Later, Bart again teases Lisa and they get in a fight and miss the bus heading back to Springfield. The fight brings them out of the parking lot and into the forest. As a result, the two wind up getting lost. Lisa tells Bart she is hurt by his behavior and Bart sounds somewhat apologetic, though he also adds in the interest of full disclosure that he wants to say he is sorry for using Homer's steamroller a while back to crush Lisa's bike, which he then blamed on Gypsies. Back in Springfield, Skinner informs Homer and Marge that Bart and Lisa are missing. They go to Capital City to find them. Meanwhile, Bart and Lisa are found by a family of hillbillies, who save them by driving them back to Capital City. Marge is ecstatic on seeing her children safe and sound. Worried about the effects of placing Bart and Lisa in the same class, Skinner suggests that they return to the "status quo ante" – both Simpson kids go back to their proper grades.

==Production==
"Bart vs. Lisa vs. the Third Grade" was written by Tim Long and directed by Steven Dean Moore as part of the fourteenth season of The Simpsons (2002–03). American singer Tony Bennett is credited as guest starring in the episode, though his lines were taken from archival audio.

==Release==
The episode originally aired on the Fox network in the United States on November 17, 2002. It was viewed in approximately 7.47 million households that night.

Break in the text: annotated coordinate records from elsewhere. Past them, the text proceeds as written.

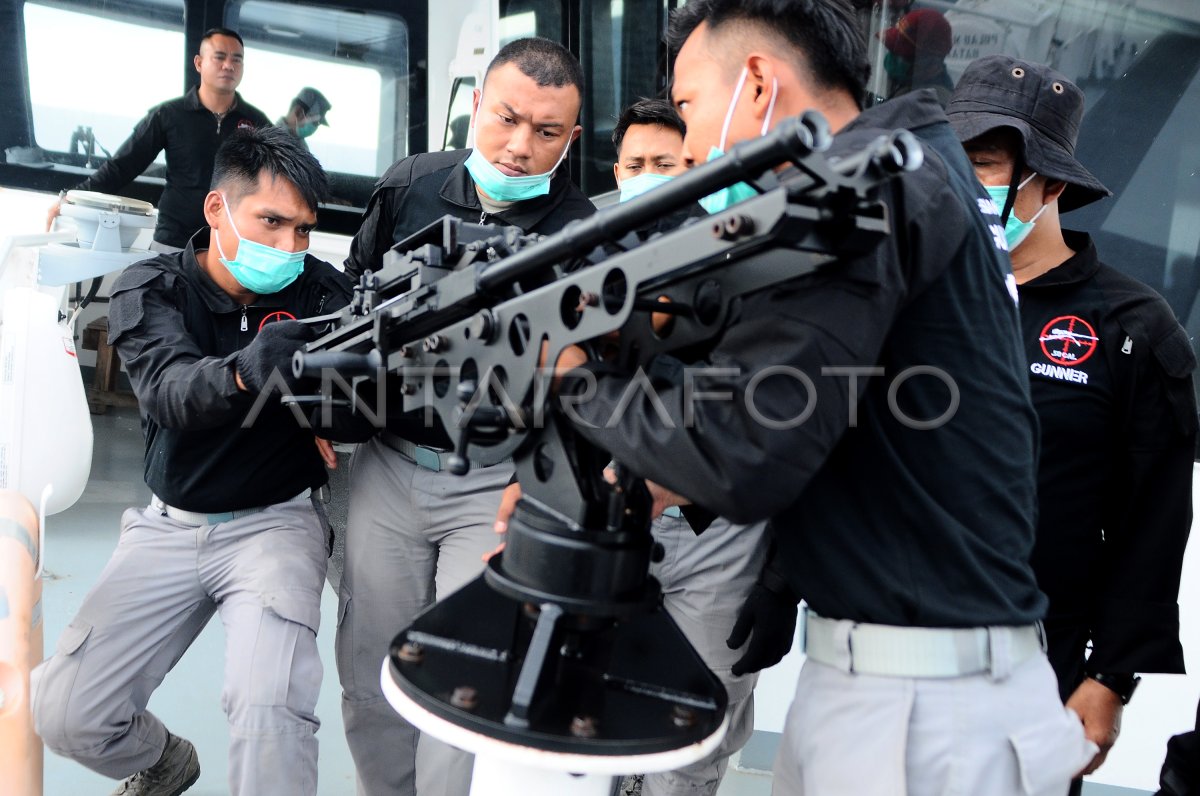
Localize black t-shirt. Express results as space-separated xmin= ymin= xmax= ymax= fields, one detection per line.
xmin=566 ymin=92 xmax=1045 ymax=627
xmin=79 ymin=89 xmax=270 ymax=249
xmin=346 ymin=150 xmax=595 ymax=449
xmin=1020 ymin=232 xmax=1196 ymax=672
xmin=108 ymin=231 xmax=350 ymax=513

With a Nielsen rating of 7.0, the episode finished 44th in the ratings for the week of November 11–17, 2002 (tied with new episodes of Becker and Boomtown). It was the highest-rated broadcast on Fox that week, beating shows such as King of the Hill, 24, and Malcolm in the Middle.

On December 6, 2011, "Bart vs. Lisa vs. the Third Grade" was released on Blu-ray and DVD as part of the box set The Simpsons – The Complete Fourteenth Season. Staff members Al Jean, Tim Long, Ian Maxtone-Graham, John Frink, Kevin Curran, Steven Dean Moore, Mike B. Anderson, and Michael Price participated in the DVD audio commentary for the episode.

DVD Movie Guide's Colin Jacobson wrote that the episode "opens with a TV-based segment awfully reminiscent of Season Two's 'Homer Vs. Lisa and the Eighth Commandment' and doesn’t get much better from there. As usual, we discover a few laughs along the way – particularly when Bart tries to teach mnemonics – but these are less plentiful than I’d like. This ends up as a wholly mediocre episode."

Aaron Peck of High-Def Digest called the episode "memorable".